Le groupe, qui ressent une «inquiétude face à la présence dans la société québécoise de comportements de plus en plus tendus ou extrêmes», présentera cet après-midi son mémoire à la Commission des institutions sur le «courageux et nécessaire projet de charte».

«Malgré l'image de tranquillité qu'elle a toujours dégagée par rapport à Montréal, la capitale nationale vit depuis quelques années des difficultés de même nature», peut-on lire dans le mémoire qui sera défendu par les porte-parole Francine Lavoie et Yves Laframboise. Le groupe est formé de quelque 150 personnes.

Le processus d'intégration des immigrants «fonctionne relativement bien» à Québec, observe le groupe LCCN. Mais ce n'est pas vrai pour tous. «Chez certains, le refus de s'intégrer est peu décelable, car il ne se manifeste pas par des signes visibles. Chez d'autres, au contraire, le refus de s'intégrer se traduit par des signes évidents.»

Le groupe illustre son propos par quelques exemples. D'abord, le cas de cette jeune Birmane, en 2009, qui avait été expulsée d'un autobus parce qu'elle refusait de retirer son niqab. En mai 2010, dans le cadre des Journées islamiques de Québec, un imam égyptien, Abdeladhim Ibn Badawy, a tenu des propos controversés, notamment sur la polygamie.

Au printemps dernier, un Tunisien qui a étudié à l'Université Laval, Ahmed Abassi, a été arrêté par le FBI à New York et accusé de planifier des actes terroristes aux États-Unis. Ces exemples démontrent, note le groupe, que Québec, «comme d'autres villes au Canada», peut aussi abriter des individus soupçonnés d'entretenir des liens avec le terrorisme.

Signes ostentatoires

Le groupe LCCN est parfaitement d'accord avec l'interdiction de signes religieux ostentatoires dans la fonction publique et les réseaux d'éducation - incluant les garderies - et de la santé, que ce soit des symboles chrétiens, juifs, musulmans, sikhs ou autres. La neutralité de l'État doit s'observer autant dans ses actions que dans son image, plaide le groupe.

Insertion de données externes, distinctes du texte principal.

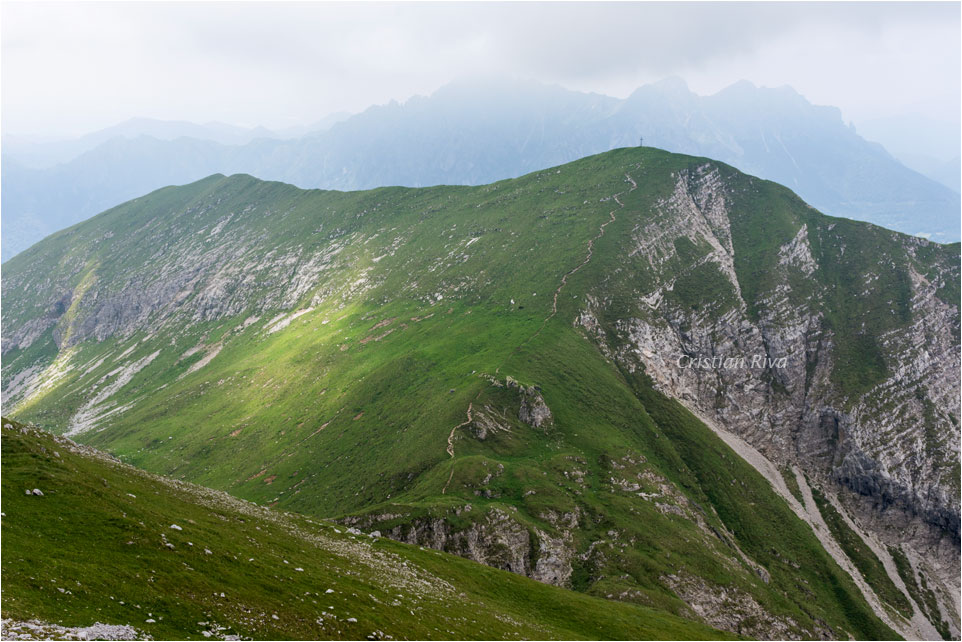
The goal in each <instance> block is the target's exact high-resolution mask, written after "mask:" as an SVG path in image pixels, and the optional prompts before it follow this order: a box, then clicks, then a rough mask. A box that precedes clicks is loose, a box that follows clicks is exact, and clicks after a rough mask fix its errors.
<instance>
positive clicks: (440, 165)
mask: <svg viewBox="0 0 962 642" xmlns="http://www.w3.org/2000/svg"><path fill="white" fill-rule="evenodd" d="M641 136H644V140H645V145H650V146H655V147H661V148H664V149H667V150H671V151H676V152H683V153H689V154H697V155H702V156H708V157H712V158H716V159H719V160H722V161H725V162H727V163H730V164H732V165H734V166H736V167H738V168H739V169H741V170H743V171H746V172H749V173H752V174H756V175H758V176H761V177H763V178H768V179H771V180H775V181H777V182H780V183H783V184H785V185H788V186H789V187H791V188H792V189H794V190H796V191H797V192H798V193H799V194H800V195H801V196H802V197H803V198H805V199H806V200H807V201H808V202H809V203H811V204H812V205H813V206H815V207H817V208H818V209H820V210H822V211H824V212H826V213H829V214H833V215H838V216H846V217H850V218H854V219H859V220H866V221H870V222H873V223H877V224H879V225H883V226H885V227H888V228H891V229H895V230H899V231H903V232H908V233H911V234H923V235H930V236H931V238H933V239H934V240H938V241H955V240H958V239H959V237H960V234H959V220H958V214H959V208H960V198H959V195H958V194H957V193H954V192H952V190H950V189H948V188H946V187H945V186H943V185H940V184H938V183H936V182H935V181H933V180H931V179H929V178H926V177H924V176H922V175H920V174H919V173H917V172H914V171H912V170H910V169H908V168H907V167H905V166H904V165H903V164H901V163H900V162H899V161H897V160H896V159H895V158H893V157H892V156H891V155H889V154H888V153H887V152H886V151H885V149H884V148H882V146H880V145H878V144H875V143H870V142H868V141H866V140H865V139H863V138H861V137H860V136H859V135H858V134H857V133H856V132H855V131H854V130H853V129H852V128H850V127H848V126H846V125H845V124H844V123H843V121H842V119H841V114H840V112H839V111H838V109H836V108H834V107H819V106H814V105H812V104H810V103H809V102H808V101H807V100H805V98H804V97H802V96H800V95H799V94H797V93H796V92H795V91H794V90H792V89H790V88H787V87H784V88H779V89H767V88H759V87H755V86H753V85H752V84H750V83H748V82H740V83H736V84H735V85H732V86H731V87H729V88H727V89H725V90H723V91H721V92H719V93H717V94H715V95H712V96H705V97H701V96H698V95H696V94H694V93H692V92H691V91H689V89H688V87H687V86H686V85H685V83H684V82H683V81H681V80H679V79H669V80H665V81H662V82H659V83H656V84H653V85H646V86H644V87H641V88H639V89H638V90H637V91H635V92H634V93H633V94H632V95H631V96H629V97H628V98H626V99H624V100H620V99H616V98H611V97H608V96H601V95H598V94H585V93H580V92H573V91H568V90H566V89H563V88H561V87H557V86H549V85H543V84H538V83H533V82H521V81H503V80H472V81H462V82H457V83H452V84H450V85H447V86H445V87H443V88H441V89H439V90H438V91H437V92H435V93H434V94H433V95H431V96H430V97H416V98H412V99H411V100H409V101H407V102H406V103H404V104H403V105H402V104H398V103H396V102H392V103H390V104H387V105H382V106H376V107H371V108H370V109H368V110H366V111H365V112H363V113H361V114H357V115H355V116H352V117H350V118H348V119H346V120H344V121H342V122H339V123H337V124H334V125H333V126H332V127H330V129H328V130H326V131H322V132H316V133H311V134H307V135H304V136H301V137H299V138H296V139H293V140H277V139H264V138H261V139H255V140H251V141H249V142H247V143H246V144H243V145H227V144H222V143H219V142H214V141H204V142H202V141H198V140H189V139H184V138H177V139H174V140H166V141H161V140H157V137H156V136H152V137H140V138H135V139H121V140H120V141H118V140H112V141H108V142H107V143H104V144H102V145H101V146H98V147H96V148H94V149H91V150H90V151H88V152H86V153H85V154H83V155H81V156H78V157H77V158H75V159H73V160H71V161H70V162H69V163H66V164H63V165H61V166H58V167H54V168H49V169H45V170H40V171H33V172H25V171H24V168H23V167H18V166H17V165H15V164H14V165H12V166H11V165H6V166H5V167H4V172H3V223H4V225H5V226H6V227H7V229H8V230H10V229H15V230H23V231H22V232H18V234H17V235H16V236H15V237H10V236H9V235H4V239H3V256H4V258H8V257H9V256H12V255H13V254H15V253H16V252H18V251H20V250H23V249H25V248H26V247H27V246H28V245H29V244H30V243H32V242H36V241H37V240H39V239H40V238H42V237H43V235H44V234H46V233H49V231H50V230H51V229H59V228H61V227H63V226H65V225H69V224H71V223H74V222H78V221H80V220H83V219H85V218H87V217H89V216H91V215H93V214H95V213H97V212H99V211H101V210H103V209H106V208H107V207H111V206H113V205H116V204H118V203H121V202H123V201H125V200H127V199H130V198H133V197H135V196H138V195H140V194H143V193H144V192H146V191H149V190H150V189H152V188H156V187H161V186H163V185H169V184H172V183H186V182H190V181H192V180H196V179H199V178H201V177H203V176H207V175H209V174H212V173H215V172H221V173H225V174H230V173H238V172H244V173H249V174H253V175H255V176H258V177H260V178H264V179H271V180H280V181H285V182H290V183H293V184H295V185H298V186H300V187H323V188H329V189H341V190H354V189H365V188H370V187H376V186H381V185H407V186H425V185H436V184H482V183H488V182H492V181H495V180H498V179H502V178H510V177H515V176H520V175H522V174H524V173H526V172H528V171H532V170H535V169H539V168H543V167H549V166H552V165H557V164H560V163H563V162H567V161H570V160H574V159H576V158H580V157H583V156H587V155H589V154H593V153H597V152H602V151H606V150H608V149H612V148H614V147H621V146H626V145H636V144H637V143H638V141H639V138H640V137H641ZM4 151H5V152H8V151H9V150H7V149H6V146H5V149H4ZM10 156H11V155H10V154H7V158H9V157H10ZM12 157H13V158H14V159H15V160H16V159H17V158H18V157H17V155H16V153H15V152H14V153H13V154H12ZM22 164H23V163H21V165H22ZM11 167H12V169H11ZM38 220H39V221H42V222H43V225H42V226H38V227H36V229H35V233H33V234H31V233H30V232H31V230H33V229H34V228H33V227H32V226H31V223H30V221H38Z"/></svg>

Il souhaite de plus que les fonds publics cessent de subventionner les écoles privées confessionnelles, que les lieux de culte soient interdits dans les institutions d'enseignement et que le crucifix disparaisse des endroits où le pouvoir public est exercé.

Le groupe LCCN espère «contribuer à la reconnaissance de la laïcité comme un enjeu majeur de la société québécoise et un moyen incontournable d'assurer la spécificité de la région de la capitale nationale. [...] Nous soutenons que la ville de Québec n'a pas à rougir de son homogénéité, indique le groupe. La diversité n'est pas plus vertueuse que l'homogénéité. Tout comme cette dernière ne conduit pas automatiquement au repli sur soi. Naître dans la haute ville ou la basse ville ne condamne pas irrémédiablement à être fermé au monde.»

Le groupe désapprouve les «préjugés et l'intolérance face aux minorités ethniques», mais réclame le droit de s'indigner des attitudes et des comportements de certains.